I am wondering what could be the issue with mechanize find_link in this case, The URL am trying is the below one

 my $url = "http://careers.republic.co.uk/pb3/corporate/Republic/search.php";

After clicking the First page button, it will lead us to a page which carries some jobs. There is a Next Page also. I am trying to automate to the next page using find_link of mechanizewith url regex(/page=2/) or text regex(/Next/). but it is giving me some other links

Pls can any monks help me out of this..... My code is below,

use strict; use WWW::Mechanize; my $search_url = "http://careers.republic.co.uk/pb3/corporate/Republic +/search.php"; my $mech = WWW::Mechanize->new(); eval{ $mech->agent_alias('Mac Safari'); $mech->get($search_url); $mech->click('p_bRun'); }; my $next = $mech->find_link( text_regex => qr#Next# ); # my $next = $mech->find_link( url_regex => qr#page=2# ); # Either wa +y not succeding print $next->url() . "\n"; #exit; my $filename = 'path.html'; $mech->save_content( $filename ); exit;

Pls help me out of this monks, Thanx to all.

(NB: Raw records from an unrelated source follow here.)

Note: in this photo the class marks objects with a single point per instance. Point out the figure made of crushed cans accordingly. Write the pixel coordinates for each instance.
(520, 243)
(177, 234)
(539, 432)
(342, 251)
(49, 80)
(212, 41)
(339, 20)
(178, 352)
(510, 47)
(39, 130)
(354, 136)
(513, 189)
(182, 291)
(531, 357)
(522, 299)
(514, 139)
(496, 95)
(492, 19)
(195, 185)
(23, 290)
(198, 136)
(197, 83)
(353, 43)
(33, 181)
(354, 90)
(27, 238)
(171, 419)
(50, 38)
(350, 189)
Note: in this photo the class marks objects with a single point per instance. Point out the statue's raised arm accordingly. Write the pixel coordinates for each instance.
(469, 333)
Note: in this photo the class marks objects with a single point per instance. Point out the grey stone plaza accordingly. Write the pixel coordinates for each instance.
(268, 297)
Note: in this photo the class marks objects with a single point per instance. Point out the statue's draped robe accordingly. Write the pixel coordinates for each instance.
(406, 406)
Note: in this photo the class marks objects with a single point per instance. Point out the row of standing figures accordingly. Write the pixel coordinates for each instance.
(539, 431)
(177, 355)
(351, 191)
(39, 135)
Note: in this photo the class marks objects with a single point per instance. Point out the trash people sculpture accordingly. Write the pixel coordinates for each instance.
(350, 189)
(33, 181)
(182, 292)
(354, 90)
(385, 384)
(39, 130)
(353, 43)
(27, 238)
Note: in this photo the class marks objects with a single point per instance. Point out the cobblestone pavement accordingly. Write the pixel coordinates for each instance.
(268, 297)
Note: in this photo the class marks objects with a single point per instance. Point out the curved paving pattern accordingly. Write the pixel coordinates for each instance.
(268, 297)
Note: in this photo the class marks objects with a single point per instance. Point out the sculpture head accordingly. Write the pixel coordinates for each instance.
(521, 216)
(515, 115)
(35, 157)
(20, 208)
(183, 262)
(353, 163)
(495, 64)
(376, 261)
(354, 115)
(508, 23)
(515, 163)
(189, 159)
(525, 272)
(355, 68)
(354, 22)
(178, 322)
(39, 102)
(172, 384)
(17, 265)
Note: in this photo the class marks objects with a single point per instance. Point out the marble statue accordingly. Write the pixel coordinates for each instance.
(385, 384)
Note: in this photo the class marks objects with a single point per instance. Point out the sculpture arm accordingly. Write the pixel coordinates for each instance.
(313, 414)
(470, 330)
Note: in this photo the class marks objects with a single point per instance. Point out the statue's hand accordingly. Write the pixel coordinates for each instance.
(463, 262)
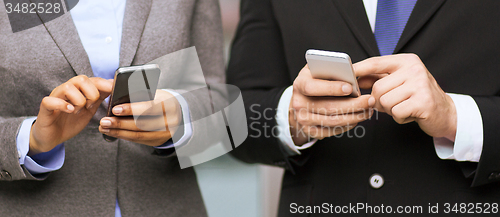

Replies are listed 'Best First'.
Re: Wondering what could be the issue with mechanize find_link.
by choroba (Cardinal) on Jan 15, 2013 at 11:41 UTC
    The page you are trying to scrape uses a poor HTML markup: many <a> tags are not closed. WWW::Mechanize gets confused and puts all the table into one link:
    print $_->text, "\n" for $mech->find_all_links;
    However, you can count the pages yourself and build the URL from pieces, not getting it from the page:
    #!/usr/bin/perl use warnings; use strict; use WWW::Mechanize; my $search_url = 'http://careers.republic.co.uk/pb3/corporate/Republic +/search.php'; my $mech = WWW::Mechanize->new(); $mech->agent_alias('Mac Safari'); $mech->get($search_url); my $page_number = 1; PAGE: while (1) { $mech->get("$search_url?page=$page_number"); print " *** $page_number *** \n"; print $_->text, "\n" for $mech->find_all_links; last PAGE if $mech->content !~ /Next/; $page_number++; }
    لսႽ† ᥲᥒ⚪⟊Ⴙᘓᖇ Ꮅᘓᖇ⎱ Ⴙᥲ𝇋ƙᘓᖇ